How Does RWI Affect the Underlying M&A Transaction?
RWI would seem to create problems of credible commitment, moral hazard, and adverse selection. To see this, consider:
If sellers are no longer liable for inaccurate or incomplete disclosures, how can buyers have the same degree of trust in the information they receive? Insofar as the imposition of liability, through the reps, is the key to creating credible commitments in M&A, RWI would seem to inhibit efficient contracting.
Equally fundamentally, how can it enhance efficiency to allocate risk to a third-party insurer that plainly has less access to relevant information than the seller? The transacting parties’ superior access to information suggests adverse selection, which threatens the accuracy of risk-pooling and the stability of coverage.
Finally, does not the transfer of risk away from the transacting parties reduce their incentives to exchange information in the deal itself? RWI thus invokes the specter of moral hazard—the tendency of insured parties to reduce precautions—suggesting less careful reps, a less comprehensive diligence process, and greater risk embedded in the deal.

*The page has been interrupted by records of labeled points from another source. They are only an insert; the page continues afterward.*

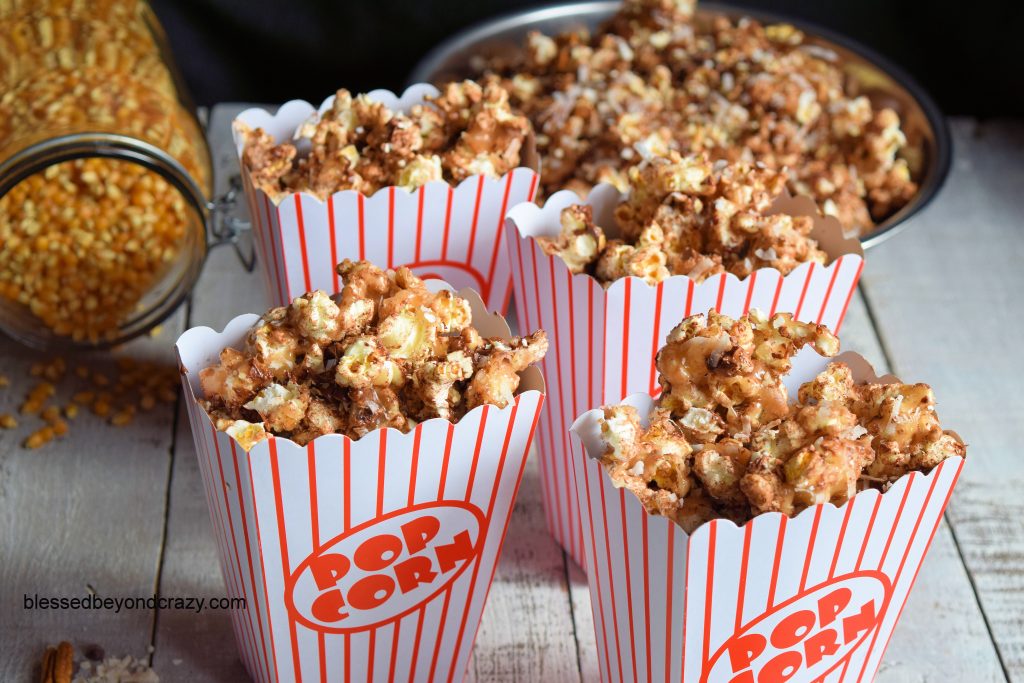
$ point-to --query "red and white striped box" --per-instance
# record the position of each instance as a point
(603, 341)
(438, 230)
(814, 597)
(360, 560)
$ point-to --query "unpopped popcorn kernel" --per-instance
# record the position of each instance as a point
(723, 439)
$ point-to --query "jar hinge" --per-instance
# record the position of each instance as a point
(226, 226)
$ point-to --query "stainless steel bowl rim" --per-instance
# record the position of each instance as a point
(931, 183)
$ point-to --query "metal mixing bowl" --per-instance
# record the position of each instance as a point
(929, 146)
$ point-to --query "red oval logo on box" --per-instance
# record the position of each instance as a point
(386, 567)
(804, 638)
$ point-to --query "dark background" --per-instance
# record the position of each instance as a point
(967, 54)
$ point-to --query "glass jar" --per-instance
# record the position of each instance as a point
(104, 174)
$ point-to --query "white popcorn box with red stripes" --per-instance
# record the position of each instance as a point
(604, 340)
(368, 559)
(814, 597)
(438, 230)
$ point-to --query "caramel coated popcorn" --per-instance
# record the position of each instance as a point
(724, 441)
(688, 216)
(653, 80)
(383, 352)
(359, 143)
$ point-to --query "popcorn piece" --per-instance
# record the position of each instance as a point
(498, 366)
(281, 407)
(900, 418)
(685, 215)
(247, 434)
(733, 368)
(385, 352)
(580, 242)
(360, 144)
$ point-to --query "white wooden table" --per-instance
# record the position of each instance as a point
(121, 511)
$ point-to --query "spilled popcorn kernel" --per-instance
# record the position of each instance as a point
(40, 437)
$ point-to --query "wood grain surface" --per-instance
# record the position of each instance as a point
(123, 510)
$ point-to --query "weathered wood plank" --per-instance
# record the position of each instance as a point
(527, 632)
(84, 511)
(920, 648)
(946, 296)
(201, 646)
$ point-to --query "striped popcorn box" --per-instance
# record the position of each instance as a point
(814, 597)
(604, 340)
(361, 560)
(438, 230)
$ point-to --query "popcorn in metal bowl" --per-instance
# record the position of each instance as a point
(383, 352)
(655, 76)
(689, 216)
(722, 440)
(359, 143)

My paper uses survey data and participant issues to address each of these questions, ultimately concluding that RWI may indeed introduce frictions into M&A contracting. In particular, the introduction of RWI suggests greater potential for misinformation in M&A, leading to increased mispricing risk, which might induce buyers to discount or abandon otherwise wealth-enhancing transactions. RWI, in other words, threatens to recreate the very problem that the reps were designed to solve. As a result, I argue that RWI may not survive a downturn in either the deal market or the underwriting cycle.